Literature DB >> 16670016

Allelic drop-out may occur with a primer binding site polymorphism for the commonly used RFLP assay for the -1131T>C polymorphism of the Apolipoprotein AV gene.

Kirsten J Ward1, Sian Ellard, Chittaranjan S Yajnik, Timothy M Frayling, Andrew T Hattersley, Prathyusha N S Venigalla, Giriraj R Chandak.   

Abstract

Apolipoprotein AV (ApoAV) gene variant, -1131T>C, is associated with increased triglyceride concentrations in all ethnic groups studied. An MseI based RFLP analysis is the most commonly used method for genotyping this SNP. We genotyped a large cohort comprising 1185 Asian Indians and 173 UK Caucasians for -1131T>C using an ARMS-PCR based tetra-primer method. For quality control, we re-genotyped approximately 10% random samples from this cohort utilizing the MseI RFLP, which showed a 2.9% (3/102) genotyping error rate between the two methods. To investigate further, we sequenced the 900 bp region around the -1131T>C polymorphism in 25 Asian Indians and 15 UK Caucasians and found a number of polymorphisms including the -987C>T polymorphism. Further analysis of the -987C>T SNP showed a higher rare allele frequency of 0.23 in Asian Indians (n = 158) compared to 0.09 in the UK Caucasians (n = 157). This SNP is located 4 bp from the 3' end of the RFLP forward primer and is in weak linkage disequilibrium with -1131T>C variant (r2 = 0.084 and D' = 1).
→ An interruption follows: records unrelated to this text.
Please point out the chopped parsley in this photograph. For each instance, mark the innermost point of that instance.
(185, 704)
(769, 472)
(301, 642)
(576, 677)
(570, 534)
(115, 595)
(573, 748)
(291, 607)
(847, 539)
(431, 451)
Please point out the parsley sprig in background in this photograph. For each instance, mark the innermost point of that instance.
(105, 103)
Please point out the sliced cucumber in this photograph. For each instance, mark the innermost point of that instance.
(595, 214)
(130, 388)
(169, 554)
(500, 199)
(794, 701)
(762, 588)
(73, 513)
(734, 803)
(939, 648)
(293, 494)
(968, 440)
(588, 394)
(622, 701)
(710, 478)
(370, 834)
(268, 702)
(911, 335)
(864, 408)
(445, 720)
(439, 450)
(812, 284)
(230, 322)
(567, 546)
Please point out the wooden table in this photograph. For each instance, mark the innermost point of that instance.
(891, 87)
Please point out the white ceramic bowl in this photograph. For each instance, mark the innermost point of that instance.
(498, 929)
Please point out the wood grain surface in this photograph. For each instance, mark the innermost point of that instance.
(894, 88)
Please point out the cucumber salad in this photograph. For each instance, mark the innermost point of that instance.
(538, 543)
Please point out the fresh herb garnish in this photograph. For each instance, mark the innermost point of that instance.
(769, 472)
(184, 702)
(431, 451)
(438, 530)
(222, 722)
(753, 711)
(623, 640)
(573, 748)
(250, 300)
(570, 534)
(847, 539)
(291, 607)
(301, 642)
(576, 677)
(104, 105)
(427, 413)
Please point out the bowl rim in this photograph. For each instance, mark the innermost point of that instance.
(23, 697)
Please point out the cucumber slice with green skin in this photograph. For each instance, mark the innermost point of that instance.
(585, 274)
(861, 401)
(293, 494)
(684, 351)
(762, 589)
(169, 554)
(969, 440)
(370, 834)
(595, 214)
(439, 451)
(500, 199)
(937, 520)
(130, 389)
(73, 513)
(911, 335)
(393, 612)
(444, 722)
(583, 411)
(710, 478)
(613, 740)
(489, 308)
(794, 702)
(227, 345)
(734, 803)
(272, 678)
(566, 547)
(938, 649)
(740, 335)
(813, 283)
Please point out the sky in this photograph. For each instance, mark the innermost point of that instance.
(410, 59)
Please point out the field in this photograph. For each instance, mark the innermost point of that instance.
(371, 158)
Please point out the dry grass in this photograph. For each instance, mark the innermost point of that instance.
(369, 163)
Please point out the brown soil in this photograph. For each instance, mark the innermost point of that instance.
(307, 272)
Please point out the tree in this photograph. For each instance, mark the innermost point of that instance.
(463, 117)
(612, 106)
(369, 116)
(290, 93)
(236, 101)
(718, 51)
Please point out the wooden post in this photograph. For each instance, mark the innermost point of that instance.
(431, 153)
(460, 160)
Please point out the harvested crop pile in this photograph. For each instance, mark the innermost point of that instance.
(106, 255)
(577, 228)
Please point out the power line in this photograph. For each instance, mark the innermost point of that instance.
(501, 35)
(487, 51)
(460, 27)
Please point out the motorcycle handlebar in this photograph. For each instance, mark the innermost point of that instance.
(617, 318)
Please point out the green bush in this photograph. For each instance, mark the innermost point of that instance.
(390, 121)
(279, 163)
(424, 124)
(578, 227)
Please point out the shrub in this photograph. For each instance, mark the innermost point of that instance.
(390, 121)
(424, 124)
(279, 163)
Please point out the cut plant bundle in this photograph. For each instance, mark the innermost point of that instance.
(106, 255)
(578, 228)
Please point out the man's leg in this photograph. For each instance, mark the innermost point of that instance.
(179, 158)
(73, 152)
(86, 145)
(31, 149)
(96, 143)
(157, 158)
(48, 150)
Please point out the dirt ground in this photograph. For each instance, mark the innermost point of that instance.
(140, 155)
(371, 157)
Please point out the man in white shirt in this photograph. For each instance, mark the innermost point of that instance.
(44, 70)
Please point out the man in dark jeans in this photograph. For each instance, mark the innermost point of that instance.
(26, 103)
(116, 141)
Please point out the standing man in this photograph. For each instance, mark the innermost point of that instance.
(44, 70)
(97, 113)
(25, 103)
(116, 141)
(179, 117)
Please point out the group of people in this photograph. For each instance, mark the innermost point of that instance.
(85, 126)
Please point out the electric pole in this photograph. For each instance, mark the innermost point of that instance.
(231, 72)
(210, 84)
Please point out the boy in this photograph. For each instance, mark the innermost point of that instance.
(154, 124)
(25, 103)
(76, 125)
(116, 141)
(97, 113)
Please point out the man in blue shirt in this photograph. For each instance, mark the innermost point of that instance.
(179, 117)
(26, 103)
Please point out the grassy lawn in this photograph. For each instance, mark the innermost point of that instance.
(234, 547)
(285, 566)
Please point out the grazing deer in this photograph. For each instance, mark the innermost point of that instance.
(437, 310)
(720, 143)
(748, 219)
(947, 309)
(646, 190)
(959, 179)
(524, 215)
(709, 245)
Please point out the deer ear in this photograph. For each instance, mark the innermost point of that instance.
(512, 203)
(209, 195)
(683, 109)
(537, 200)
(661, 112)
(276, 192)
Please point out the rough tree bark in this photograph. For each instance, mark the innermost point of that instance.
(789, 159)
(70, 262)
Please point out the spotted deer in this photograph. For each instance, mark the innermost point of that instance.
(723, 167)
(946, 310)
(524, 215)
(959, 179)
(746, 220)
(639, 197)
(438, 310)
Repeated RFLP analysis of seven subjects heterozygous for -987C>T (seven times), showed discordant results with the sequence at -1131T>C SNP nearly one third (15/49) of the time. We conclude that presence of -987C>T polymorphism in the forward primer of the MseI RFLP assay may lead to allelic drop-out and generate unforeseen errors in genotyping the -1131T>C polymorphism. Our results also emphasise the need for careful quality control in all molecular genetic studies, particularly while transferring genotyping methods between various ethnic groups.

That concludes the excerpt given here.